This work is done as part of assignment for E1 246: Natural Language Understanding (2019). The report for the same can be found here
NLTK's treebank dataset is used to train the generate PCFG.
Project layout
data/
EVALB/
results/
ckpt/
requirements.txt
config.py
data_handler.py
parser.py
utils.py
driver.py
init.sh
report.pdf
-- config.py --
# train and test split of file ids
train_set = 'data/train.txt'
test_set = 'data/test.txt'
# to save during training or load during testing or parsing
model_path = 'ckpt/model.pt'
# folders to store gold and generated probabilities
target_folder = 'results'
# number of processes to spawn during test time
processes = 4
# smoothing type prob/add_one
smoothing = 'prob'
make sure config.py has right values set before running the program
The data folder contains train.txt and text.txt holding comma separated fileids split for training and testing
Note: One can use the their own splits by either updating train.txt and test.txt or by adding new files and updating config.py
EVALB is program used to generate scores.
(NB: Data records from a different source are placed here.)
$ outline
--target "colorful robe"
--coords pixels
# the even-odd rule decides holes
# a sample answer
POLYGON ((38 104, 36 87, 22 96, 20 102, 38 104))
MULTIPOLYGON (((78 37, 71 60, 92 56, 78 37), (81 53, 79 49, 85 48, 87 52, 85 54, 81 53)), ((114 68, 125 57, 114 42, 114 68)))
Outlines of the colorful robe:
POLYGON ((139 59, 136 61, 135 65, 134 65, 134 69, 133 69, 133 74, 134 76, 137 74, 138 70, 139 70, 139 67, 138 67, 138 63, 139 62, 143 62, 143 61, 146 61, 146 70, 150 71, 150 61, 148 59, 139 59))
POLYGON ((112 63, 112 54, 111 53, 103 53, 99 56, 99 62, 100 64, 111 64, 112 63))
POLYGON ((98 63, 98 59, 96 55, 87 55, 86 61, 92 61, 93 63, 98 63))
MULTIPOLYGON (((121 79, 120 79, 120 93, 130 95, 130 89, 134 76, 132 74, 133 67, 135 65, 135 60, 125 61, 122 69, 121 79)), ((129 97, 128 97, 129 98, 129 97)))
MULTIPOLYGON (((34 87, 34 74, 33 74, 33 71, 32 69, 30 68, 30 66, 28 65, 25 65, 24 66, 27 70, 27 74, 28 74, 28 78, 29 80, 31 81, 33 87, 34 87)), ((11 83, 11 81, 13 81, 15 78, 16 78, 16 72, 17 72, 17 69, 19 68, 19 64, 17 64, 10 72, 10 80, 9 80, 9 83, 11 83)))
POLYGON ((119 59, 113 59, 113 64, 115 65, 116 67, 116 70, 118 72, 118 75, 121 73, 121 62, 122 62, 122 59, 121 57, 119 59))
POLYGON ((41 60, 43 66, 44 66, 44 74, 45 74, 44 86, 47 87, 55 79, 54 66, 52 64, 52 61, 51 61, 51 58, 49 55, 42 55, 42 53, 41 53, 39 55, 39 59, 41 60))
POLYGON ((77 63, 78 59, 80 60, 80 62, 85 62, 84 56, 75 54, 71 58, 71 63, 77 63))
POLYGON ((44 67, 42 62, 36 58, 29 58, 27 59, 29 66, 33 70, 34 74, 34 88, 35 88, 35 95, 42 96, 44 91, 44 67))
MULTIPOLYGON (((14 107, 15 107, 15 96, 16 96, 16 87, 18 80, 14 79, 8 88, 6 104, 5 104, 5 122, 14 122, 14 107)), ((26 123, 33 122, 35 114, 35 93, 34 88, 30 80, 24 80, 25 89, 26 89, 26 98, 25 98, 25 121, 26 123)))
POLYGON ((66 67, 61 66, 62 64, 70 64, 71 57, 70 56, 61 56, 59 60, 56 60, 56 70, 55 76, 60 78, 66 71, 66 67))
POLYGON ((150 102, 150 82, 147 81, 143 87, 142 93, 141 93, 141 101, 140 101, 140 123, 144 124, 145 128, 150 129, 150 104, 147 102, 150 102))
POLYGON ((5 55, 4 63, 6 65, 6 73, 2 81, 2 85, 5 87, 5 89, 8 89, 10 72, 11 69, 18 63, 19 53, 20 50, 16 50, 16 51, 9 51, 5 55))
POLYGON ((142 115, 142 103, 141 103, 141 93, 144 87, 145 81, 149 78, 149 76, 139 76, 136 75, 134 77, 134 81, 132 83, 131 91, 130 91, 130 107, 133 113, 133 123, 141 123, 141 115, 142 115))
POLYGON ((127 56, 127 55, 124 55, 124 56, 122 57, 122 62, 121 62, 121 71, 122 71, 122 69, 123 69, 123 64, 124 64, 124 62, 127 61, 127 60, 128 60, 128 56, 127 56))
gold.txt and result.txt files are stored in results folder after testing phase. These files are used for evaluation
Note: One can change the results path by updating in config.py
Saves checkpoint which contains production rules and counts
data_handler.py responsible for reading training or test file mentioned in config and generating sentences
parser.py has core implementation of CYKParser
utils.py has methods used by other files
driver.py contains main
install requirements and initialize
pip3 install -r requirements.txt
./init.sh
Note IN all cases below model path can be chosen from either config.py or -- model path argument.
(1) parse sentence from existing model
python driver.py --mode parse --sent "This sentence will be parsed ."
(2) train the model
python driver.py --mode train
(3) test the model
python driver.py --mode test
./eval -p param results/gold.txt results/result.txt
Note result directory which contain gold and result parses can be found at target_folder in config.py.